その言葉に空いている席がないかと探していくが、どこも満席状態。
ふと、脳味噌を刺激する声音が彼の耳に届く。
その不快な声音に、全身に鳥肌が立つ。そしてこれ以上ないというほどの不快な表情を浮かべながら振り向くと、相手を睨み付けた。

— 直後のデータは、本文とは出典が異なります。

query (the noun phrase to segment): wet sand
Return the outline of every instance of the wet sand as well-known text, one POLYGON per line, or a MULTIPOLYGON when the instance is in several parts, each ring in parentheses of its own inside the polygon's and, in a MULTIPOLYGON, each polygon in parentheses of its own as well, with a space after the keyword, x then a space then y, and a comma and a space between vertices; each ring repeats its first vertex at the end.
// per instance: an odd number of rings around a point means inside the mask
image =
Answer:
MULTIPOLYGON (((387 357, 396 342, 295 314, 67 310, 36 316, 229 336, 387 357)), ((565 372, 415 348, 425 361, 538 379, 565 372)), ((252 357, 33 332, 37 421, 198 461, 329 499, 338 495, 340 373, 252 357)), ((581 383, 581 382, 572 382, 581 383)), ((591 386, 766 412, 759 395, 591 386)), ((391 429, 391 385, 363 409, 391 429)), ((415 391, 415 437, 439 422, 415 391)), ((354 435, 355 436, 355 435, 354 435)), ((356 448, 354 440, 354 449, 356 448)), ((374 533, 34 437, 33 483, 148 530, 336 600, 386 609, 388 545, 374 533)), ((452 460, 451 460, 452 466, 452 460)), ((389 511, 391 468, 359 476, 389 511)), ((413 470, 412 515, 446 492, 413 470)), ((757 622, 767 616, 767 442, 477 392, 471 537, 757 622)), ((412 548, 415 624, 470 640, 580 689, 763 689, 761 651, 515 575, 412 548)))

彼の視界に映り込んだのは関わりたくない人物代表のエリックで、著しく気分を害したのかユーリッドは顔を引き攣らせ相手を威圧する。
「其処に立っていたら、司教様の話がはじまらないよ」
のほほんっとした口調は、聞いている者の神経を逆撫でする。
ユーリッドはこのまま逃げ出したい衝動に駆られるが流石に現在の状況で逃げ出すのはいけないと判断したのか、渋々彼の側へ行く。
「捕まったと、思いましたが」
椅子に腰を下ろすと同時に、厳しい言葉を発する。
確かの自身の目で数人の男に引き摺られて行く姿をハッキリと目撃したというのに、どうしてエリックが礼拝堂にいるのか――ユーリッドの疑問にエリックは苦笑すると、自分の素晴らしい歌が関係していると説明する。
「感動のあまり気絶した」
(ああ、やっぱり)
あの歌を聞いて正常な感覚を保てる人間など、この世界に存在しない。
エリックは気絶したと言っているが、本当のところは失神と表現した方が正しい。
それに捕まえた相手が史上最低の音痴とは普通は思わないので、相手も油断してしまったのだろう。
結果、彼等は失神を起こす。
これ以上の犠牲者が増えないことを願うが、エリックはどのような場所であっても力いっぱい魂を込めて歌う。
多分、この場所が神聖な礼拝堂でなければ思う存分歌っていただろう。
その歌は多くの犠牲者を生み、下手したら命を奪う。
まさに、悪魔が乗り移った歌声と呼べる代物だ。
「これは、精霊の導きかな?」
「そうかもしれませんね」
「あれ? 嬉しくないの」
「どうでしょうか」
「えー、俺は嬉しいよ」
歌声の殺傷能力を知って貰う為に「最悪」と言った方がいいが、状況が状況なので汚い言葉で罵るわけにはいかない。
それならエリックと視線を合わせなければいいと、ユーリッドは横を向きつれない態度を取る。
冷たくされたことにエリックは縋り付こうとするが、司教の声音が彼の動作を止めた。